In den Grundlagen zum Schweizer Lehrplan 21 steht: «Der neue Lehrplan wird den Bildungsauftrag an die Schulen kompe­tenz­orientiert abfassen. Es wird beschrieben, was alle Schülerinnen und Schüler können müssen.» Was können Sie da da­gegen haben?
Viel. Zum Beispiel halte ich es für einen Grundfehler, Kompetenzen nur als Können zu definieren. Die Schulen sind nicht nur dazu da, Können zu erzeugen, sondern auch dazu, Wissen zu vermitteln.
Geschieht das in unseren Schulen nicht mehr?
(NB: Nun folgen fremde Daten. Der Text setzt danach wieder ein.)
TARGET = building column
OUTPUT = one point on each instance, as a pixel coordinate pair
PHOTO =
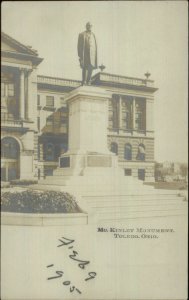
(120, 112)
(149, 114)
(134, 105)
(22, 94)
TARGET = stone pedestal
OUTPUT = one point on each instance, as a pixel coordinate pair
(88, 113)
(88, 165)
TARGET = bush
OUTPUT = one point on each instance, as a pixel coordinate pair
(23, 182)
(5, 184)
(39, 202)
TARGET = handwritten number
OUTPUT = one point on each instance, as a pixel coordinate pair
(74, 254)
(50, 266)
(91, 275)
(64, 243)
(78, 291)
(66, 283)
(72, 288)
(83, 264)
(59, 273)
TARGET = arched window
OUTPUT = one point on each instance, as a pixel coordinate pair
(10, 148)
(141, 152)
(127, 114)
(49, 152)
(114, 148)
(128, 152)
(140, 116)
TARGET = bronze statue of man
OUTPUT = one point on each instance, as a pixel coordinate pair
(87, 52)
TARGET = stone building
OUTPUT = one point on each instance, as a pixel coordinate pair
(34, 117)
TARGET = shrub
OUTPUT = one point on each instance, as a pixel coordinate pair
(30, 201)
(5, 184)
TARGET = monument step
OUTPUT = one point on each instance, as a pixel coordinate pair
(128, 202)
(141, 207)
(132, 197)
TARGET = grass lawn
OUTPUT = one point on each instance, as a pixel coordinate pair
(176, 185)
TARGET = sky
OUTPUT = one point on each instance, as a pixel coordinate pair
(132, 36)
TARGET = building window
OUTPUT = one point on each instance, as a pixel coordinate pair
(49, 171)
(64, 148)
(114, 113)
(141, 174)
(128, 172)
(38, 123)
(10, 89)
(10, 148)
(2, 89)
(141, 152)
(62, 101)
(140, 116)
(49, 152)
(63, 119)
(50, 101)
(38, 100)
(128, 152)
(38, 152)
(114, 148)
(127, 114)
(49, 121)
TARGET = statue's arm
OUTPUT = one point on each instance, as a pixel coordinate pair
(80, 46)
(80, 49)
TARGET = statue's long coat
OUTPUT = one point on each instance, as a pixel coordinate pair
(88, 54)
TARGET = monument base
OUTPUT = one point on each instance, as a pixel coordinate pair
(88, 166)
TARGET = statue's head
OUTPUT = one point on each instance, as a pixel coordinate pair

Es steht zumindest nicht mehr explizit in den Lehrplänen. Wenn es noch geschieht, dann nur, weil sich Lehrer über den Lehrplan hinwegsetzen. Weiter soll die Schule meiner Meinung nach auch Wissen vermitteln, das sich nicht in Können überführen lassen muss. Gemäss den kompetenzorientierten Konzepten sollen die Schüler alles Lernen mit einer Tätigkeit unter Beweis stellen. Es gibt aber viele spannende Dinge, bei denen das nicht möglich oder sinnvoll ist.
Zum Beispiel?
Ich nahm im Juni an einer Tagung in Zürich teil. Da schwärmte ein Mitautor des Lehrplans 21 davon, dass die Schüler im Geschichtsunterricht nicht mehr sinnlos ­Jahreszahlen auswendig lernen müssten, sondern nun Einsichten aus der Geschichte in ihrer Lebenswelt anwenden könnten. Ich erlaubte mir die Frage: «Wie schaut es denn aus, wenn der Schüler die Französische ­Revolution in seiner Lebenswelt anwendet? Stellt er in seinem Garten eine Guillotine auf?» Es gibt doch historisches Wissen, das wir hier und jetzt nicht anwenden können. Vor zwanzig Jahren hätte jeder sagen können: «Warum muss ich wissen, wie die Krim zur Ukraine kam?» Jetzt müssen wir es wissen, um zu erklären, warum es dort Krieg gibt. Was heisst in diesem Fall «kompetenz­orientiert»? Es heisst gar nix.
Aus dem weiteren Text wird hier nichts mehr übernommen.